Esse modelo provoca uma permanente expulsão dos sujeitos do campo, muita concentração de renda, conformando o estado com o maior índice de pobreza, e a necessidade do uso da política policial como instrumento de contenção e controle e social, sendo a Bahia o estado responsável pela polícia mais violenta do Brasil.
Por um modelo mineral soberano e popular
Os desafios para fazer avançar a luta pela soberania popular na mineração perpassam pelo permanente trabalho de organização, formação e mobilização com o povo direta e indiretamente afetado, aspectos secundarizados na maioria do trabalho das organizações diante da centralidade da luta eleitoral assumida nas últimas décadas.
Há um desafio geral de derrotarmos o neofascismo, que é um movimento reacionário de massas e que vem ascendendo politicamente, colocando em risco todas as forças democráticas e populares.
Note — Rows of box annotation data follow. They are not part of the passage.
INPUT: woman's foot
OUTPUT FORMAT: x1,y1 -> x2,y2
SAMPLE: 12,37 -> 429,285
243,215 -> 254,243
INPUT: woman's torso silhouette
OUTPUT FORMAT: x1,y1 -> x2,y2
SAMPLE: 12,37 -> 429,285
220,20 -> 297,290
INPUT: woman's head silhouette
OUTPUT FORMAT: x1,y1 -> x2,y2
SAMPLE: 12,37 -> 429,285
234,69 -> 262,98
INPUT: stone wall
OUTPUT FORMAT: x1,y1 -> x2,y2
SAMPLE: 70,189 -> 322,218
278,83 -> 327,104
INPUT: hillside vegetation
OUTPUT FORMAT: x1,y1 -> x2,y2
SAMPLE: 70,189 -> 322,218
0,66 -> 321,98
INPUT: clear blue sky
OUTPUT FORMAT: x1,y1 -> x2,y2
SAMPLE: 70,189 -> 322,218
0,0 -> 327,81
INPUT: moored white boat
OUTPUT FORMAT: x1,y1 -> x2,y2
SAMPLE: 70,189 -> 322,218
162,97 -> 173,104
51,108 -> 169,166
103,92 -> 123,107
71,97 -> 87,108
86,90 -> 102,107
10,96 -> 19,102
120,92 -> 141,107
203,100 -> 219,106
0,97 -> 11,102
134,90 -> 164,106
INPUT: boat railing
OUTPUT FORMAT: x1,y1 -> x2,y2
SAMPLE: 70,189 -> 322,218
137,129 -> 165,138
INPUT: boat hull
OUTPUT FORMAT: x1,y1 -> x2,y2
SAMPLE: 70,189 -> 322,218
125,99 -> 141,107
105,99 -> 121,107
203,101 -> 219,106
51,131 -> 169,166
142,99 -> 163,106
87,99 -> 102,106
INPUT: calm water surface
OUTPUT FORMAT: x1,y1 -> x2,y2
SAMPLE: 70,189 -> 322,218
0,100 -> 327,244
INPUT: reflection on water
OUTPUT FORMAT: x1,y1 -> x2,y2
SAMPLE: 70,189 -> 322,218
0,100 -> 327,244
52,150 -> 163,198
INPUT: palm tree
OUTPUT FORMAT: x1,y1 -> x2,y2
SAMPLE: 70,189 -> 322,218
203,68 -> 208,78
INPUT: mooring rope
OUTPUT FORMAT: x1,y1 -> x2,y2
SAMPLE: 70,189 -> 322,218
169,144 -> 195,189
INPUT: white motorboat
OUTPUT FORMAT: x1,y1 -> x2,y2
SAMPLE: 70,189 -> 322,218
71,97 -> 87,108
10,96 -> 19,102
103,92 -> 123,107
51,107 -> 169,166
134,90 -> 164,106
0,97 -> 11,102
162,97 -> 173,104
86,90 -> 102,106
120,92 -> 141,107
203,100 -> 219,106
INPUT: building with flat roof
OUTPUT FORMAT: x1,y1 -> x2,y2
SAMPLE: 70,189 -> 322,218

Esse desafio está aliado ao de construirmos uma frente popular que organize e mobilize um programa que enfrente as amarras neoliberais do governo e a política de concessão à direita que vai nos deixando extremamente vulneráveis. Sem a constituição de uma frente e sem um programa popular, as organizações populares irão paulatinamente perder a relevância política na sociedade.
No enfrentamento ao modelo mineral na Bahia, o desafio é a construção de um programa mínimo e imediato dos afetados/as pela mineração, que garanta a defesa dos territórios, melhorando as suas condições de produção e reprodução da vida e o desenvolvimento debate de um programa estratégico de soberania, pautado na necessidade de garantirmos a defesa, o controle e a democracia da condução política mineral pelo povo brasileiro e baiano. Esse processo exige, criatividade, estudo e trabalho paciente de organização que possa conectar e potencializar as resistências existentes.